2.Par prononcé du 28 mai 2010, le Juge de paix du district de
Nyon a rejeté la requête de mainlevée et mis les frais, par 150 fr., à la
charge de la poursuivante. Il n’a pas alloué de dépens.
Par acte du 3 juin 2010, la poursuivante a requis la motivation
du prononcé.

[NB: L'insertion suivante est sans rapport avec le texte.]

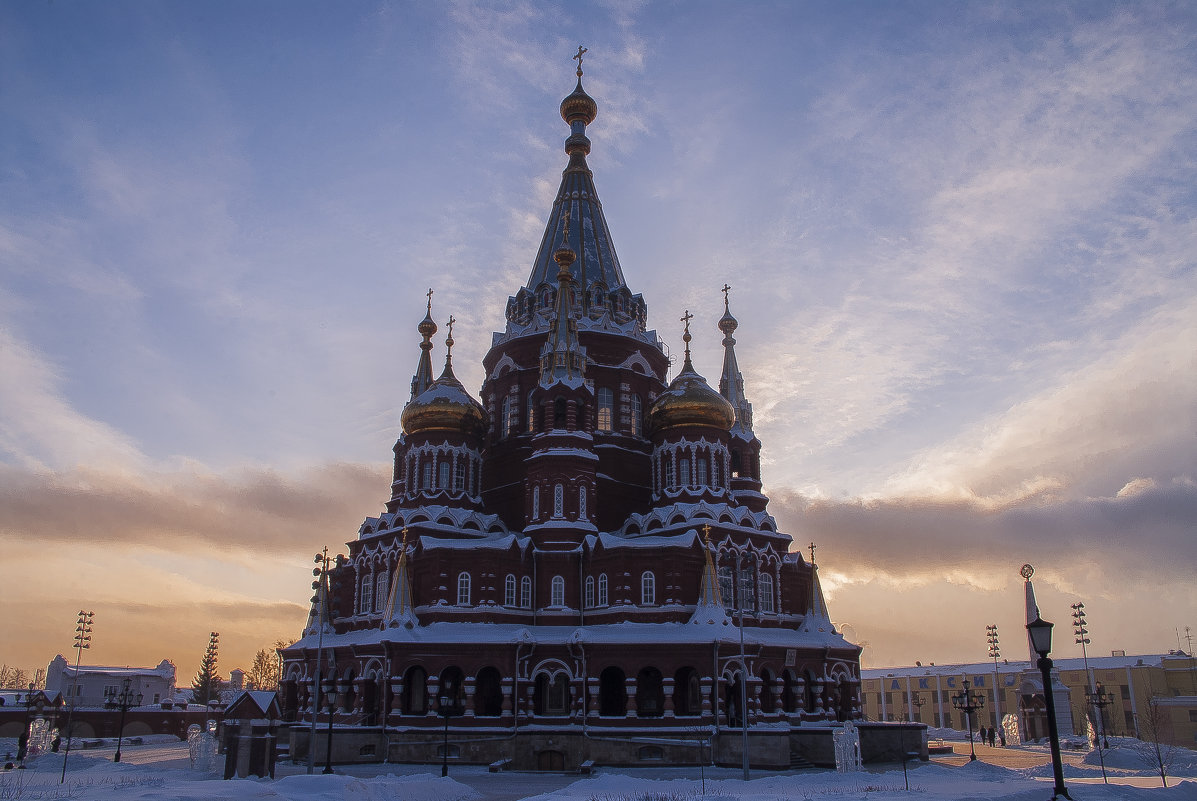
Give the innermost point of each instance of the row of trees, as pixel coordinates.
(14, 678)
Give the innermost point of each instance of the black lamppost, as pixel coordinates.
(444, 705)
(1040, 639)
(1099, 701)
(122, 701)
(917, 702)
(968, 703)
(330, 693)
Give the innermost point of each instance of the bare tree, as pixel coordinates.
(1155, 729)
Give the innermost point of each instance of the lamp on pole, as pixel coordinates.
(1040, 641)
(83, 642)
(968, 703)
(122, 701)
(1099, 701)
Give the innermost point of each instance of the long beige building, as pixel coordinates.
(1155, 691)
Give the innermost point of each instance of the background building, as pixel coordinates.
(923, 693)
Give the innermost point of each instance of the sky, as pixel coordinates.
(960, 238)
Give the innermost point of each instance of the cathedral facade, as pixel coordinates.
(578, 565)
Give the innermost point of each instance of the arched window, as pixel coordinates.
(727, 586)
(648, 588)
(381, 587)
(766, 593)
(366, 600)
(606, 410)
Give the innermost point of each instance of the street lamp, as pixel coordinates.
(444, 705)
(968, 703)
(1040, 641)
(122, 699)
(1099, 701)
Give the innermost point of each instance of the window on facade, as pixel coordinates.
(606, 410)
(381, 587)
(766, 593)
(648, 588)
(366, 600)
(727, 586)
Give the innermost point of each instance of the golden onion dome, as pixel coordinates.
(444, 405)
(690, 400)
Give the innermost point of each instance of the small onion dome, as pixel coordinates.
(690, 400)
(444, 406)
(578, 105)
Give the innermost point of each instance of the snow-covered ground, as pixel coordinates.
(162, 772)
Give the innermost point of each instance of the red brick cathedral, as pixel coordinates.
(579, 565)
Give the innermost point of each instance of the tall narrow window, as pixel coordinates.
(381, 587)
(606, 408)
(766, 593)
(648, 588)
(366, 600)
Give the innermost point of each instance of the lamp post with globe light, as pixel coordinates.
(1040, 641)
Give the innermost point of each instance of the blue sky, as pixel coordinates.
(960, 238)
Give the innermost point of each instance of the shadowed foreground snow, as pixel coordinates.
(95, 777)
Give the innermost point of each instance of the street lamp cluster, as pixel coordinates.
(122, 699)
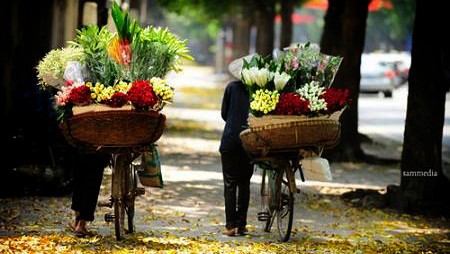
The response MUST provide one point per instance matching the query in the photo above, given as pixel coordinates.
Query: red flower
(117, 100)
(292, 104)
(80, 95)
(141, 94)
(336, 99)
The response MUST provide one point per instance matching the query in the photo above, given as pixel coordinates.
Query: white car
(379, 74)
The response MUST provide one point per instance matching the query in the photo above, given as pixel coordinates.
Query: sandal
(80, 233)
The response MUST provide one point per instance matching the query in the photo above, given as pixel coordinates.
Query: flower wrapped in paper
(110, 85)
(292, 103)
(114, 69)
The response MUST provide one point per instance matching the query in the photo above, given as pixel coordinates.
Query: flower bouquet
(110, 86)
(292, 103)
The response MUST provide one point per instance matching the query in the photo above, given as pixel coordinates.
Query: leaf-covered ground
(187, 215)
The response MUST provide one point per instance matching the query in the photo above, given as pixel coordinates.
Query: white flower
(256, 76)
(281, 80)
(75, 71)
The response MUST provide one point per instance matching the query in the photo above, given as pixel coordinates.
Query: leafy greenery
(157, 51)
(94, 42)
(126, 28)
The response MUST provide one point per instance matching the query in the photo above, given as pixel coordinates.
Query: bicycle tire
(132, 186)
(265, 215)
(119, 192)
(285, 206)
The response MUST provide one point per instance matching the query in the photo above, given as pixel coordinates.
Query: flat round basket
(290, 136)
(114, 128)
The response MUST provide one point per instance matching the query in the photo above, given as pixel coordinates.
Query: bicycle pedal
(105, 203)
(109, 217)
(263, 216)
(139, 191)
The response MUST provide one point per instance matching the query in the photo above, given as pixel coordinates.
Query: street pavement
(382, 117)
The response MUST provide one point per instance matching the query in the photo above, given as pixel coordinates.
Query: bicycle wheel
(265, 193)
(131, 197)
(119, 190)
(285, 206)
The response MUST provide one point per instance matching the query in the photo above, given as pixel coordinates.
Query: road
(386, 117)
(377, 115)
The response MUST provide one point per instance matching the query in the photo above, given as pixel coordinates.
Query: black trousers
(237, 172)
(87, 179)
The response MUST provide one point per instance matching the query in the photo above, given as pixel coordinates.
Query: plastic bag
(150, 175)
(316, 168)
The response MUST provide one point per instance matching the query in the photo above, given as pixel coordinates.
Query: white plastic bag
(316, 168)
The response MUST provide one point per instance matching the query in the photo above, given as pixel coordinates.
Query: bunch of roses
(141, 93)
(292, 104)
(328, 101)
(335, 98)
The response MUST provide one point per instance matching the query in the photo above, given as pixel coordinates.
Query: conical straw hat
(235, 67)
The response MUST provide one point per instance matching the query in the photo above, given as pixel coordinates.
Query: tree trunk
(423, 185)
(344, 33)
(25, 43)
(265, 16)
(287, 9)
(241, 31)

Les motifs ont été adressés pour notification aux parties le
17 juin 2010. En bref, le premier juge a retenu que l'identité entre la
créance en poursuite et le titre de mainlevée produit n'était pas établie.
Par acte du 28 juin 2010, la poursuivante a déclaré recourir
contre ce prononcé, concluant avec suite de frais à sa réforme,
l’opposition étant provisoirement levée à hauteur de 1'824 fr. 25 plus
intérêt à 6 % l’an dès le 31 décembre 2009 sur 1'149 fr. 85.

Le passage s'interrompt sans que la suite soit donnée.